Gracepoint will treat an estimated 30,000 adults and 14,000 children each year. All three participating agencies are accredited behavioral health and drug and alcohol treatment centers.
Last month, the boards of the three agencies formally voted to join up. The management company still has some hoops to leap through, mostly legal requirements and registering as a nonprofit entity.
But all future contracts being sought will now be processed through Gracepoint Management, Rutherford said.
"As we move down the road, we will consolidate some functions," Rutherford said. "There will be some duplicative positions that will no longer need to be funded. We hope that some natural succession will identify those positions for us."
Rutherford said the corporate model leaves the door open for other agencies to join up.
"Agencies that join us have the opportunity to be represented on the governance board," he said. "This lends itself to incorporate additional organizations, with them turning over the keys of administration and lowering their costs."
People using the services won't notice a difference, he said.
"All three agencies realize it is very important to keep our identities in the local community," he said. Those agencies "bring various skill sets to (the) table that the other agencies can benefit from."
The individual services will operate as if nothing has changed, he said.
The budgets of the three agencies totaled about $72 million, and that will be the annual operating budget of Gracepoint, Rutherford said.
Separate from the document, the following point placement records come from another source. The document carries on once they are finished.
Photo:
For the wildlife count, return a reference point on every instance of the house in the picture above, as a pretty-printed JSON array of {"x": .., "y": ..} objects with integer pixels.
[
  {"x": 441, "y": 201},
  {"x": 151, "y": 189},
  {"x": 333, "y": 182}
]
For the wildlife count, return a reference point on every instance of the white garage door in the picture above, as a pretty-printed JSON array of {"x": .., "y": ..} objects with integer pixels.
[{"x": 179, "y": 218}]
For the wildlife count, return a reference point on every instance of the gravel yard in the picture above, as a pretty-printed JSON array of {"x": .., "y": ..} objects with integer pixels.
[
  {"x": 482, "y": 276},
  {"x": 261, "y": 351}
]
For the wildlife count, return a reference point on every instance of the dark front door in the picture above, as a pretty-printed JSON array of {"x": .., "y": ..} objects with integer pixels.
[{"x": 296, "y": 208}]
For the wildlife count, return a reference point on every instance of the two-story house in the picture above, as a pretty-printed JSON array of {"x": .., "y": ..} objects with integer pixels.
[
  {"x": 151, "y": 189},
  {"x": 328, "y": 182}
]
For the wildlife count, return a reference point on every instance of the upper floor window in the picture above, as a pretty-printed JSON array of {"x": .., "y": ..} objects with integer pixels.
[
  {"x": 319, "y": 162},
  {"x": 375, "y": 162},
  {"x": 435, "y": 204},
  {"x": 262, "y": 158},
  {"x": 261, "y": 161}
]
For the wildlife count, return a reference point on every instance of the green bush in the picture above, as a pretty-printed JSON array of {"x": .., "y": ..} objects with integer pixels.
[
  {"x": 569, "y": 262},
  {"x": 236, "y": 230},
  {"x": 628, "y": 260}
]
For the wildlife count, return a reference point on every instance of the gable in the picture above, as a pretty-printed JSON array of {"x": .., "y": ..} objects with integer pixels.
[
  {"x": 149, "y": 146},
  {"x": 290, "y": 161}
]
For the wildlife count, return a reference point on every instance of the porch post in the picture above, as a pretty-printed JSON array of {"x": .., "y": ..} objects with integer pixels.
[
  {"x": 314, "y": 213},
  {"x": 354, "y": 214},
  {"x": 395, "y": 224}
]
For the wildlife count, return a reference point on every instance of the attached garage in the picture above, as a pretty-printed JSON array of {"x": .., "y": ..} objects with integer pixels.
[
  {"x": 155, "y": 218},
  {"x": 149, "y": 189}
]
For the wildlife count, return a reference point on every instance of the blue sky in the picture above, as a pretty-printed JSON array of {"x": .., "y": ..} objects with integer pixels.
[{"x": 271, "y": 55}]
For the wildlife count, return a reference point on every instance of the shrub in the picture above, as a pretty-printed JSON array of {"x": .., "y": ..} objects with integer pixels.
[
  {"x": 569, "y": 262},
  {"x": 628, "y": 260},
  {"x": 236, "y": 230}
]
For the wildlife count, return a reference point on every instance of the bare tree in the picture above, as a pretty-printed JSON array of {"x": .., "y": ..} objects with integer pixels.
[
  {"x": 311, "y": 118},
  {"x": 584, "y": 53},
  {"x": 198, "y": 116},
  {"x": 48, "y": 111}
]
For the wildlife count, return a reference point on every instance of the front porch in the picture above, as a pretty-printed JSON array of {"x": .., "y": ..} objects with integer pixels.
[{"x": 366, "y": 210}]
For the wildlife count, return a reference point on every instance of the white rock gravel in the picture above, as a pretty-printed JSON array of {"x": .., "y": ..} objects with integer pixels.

The agencies will keep their names, adding "of Gracepoint" at the end, Rutherford said. Although there is no headquarters yet, he said, it will be somewhere in Hillsborough County.
"We are taking inventory of all our facilities and unused square footage," Rutherford said.
Tom Wedekind, chief executive officer of Personal Enrichment through Mental Health Services and now president of Gracepoint, said the management model could be a precursor of how behavioral health agencies will look as government funding becomes harder and harder to allocate.
Wedekind said such mergers of resources and agencies are being looked at all over the nation by behavioral health agencies struggling to obtain government funding.
"I think you are seeing this throughout the state and throughout the country," he said. "People all over are exploring mergers. Here in the state of Florida, we are one of the first to breach the dam, so to speak, in looking at this."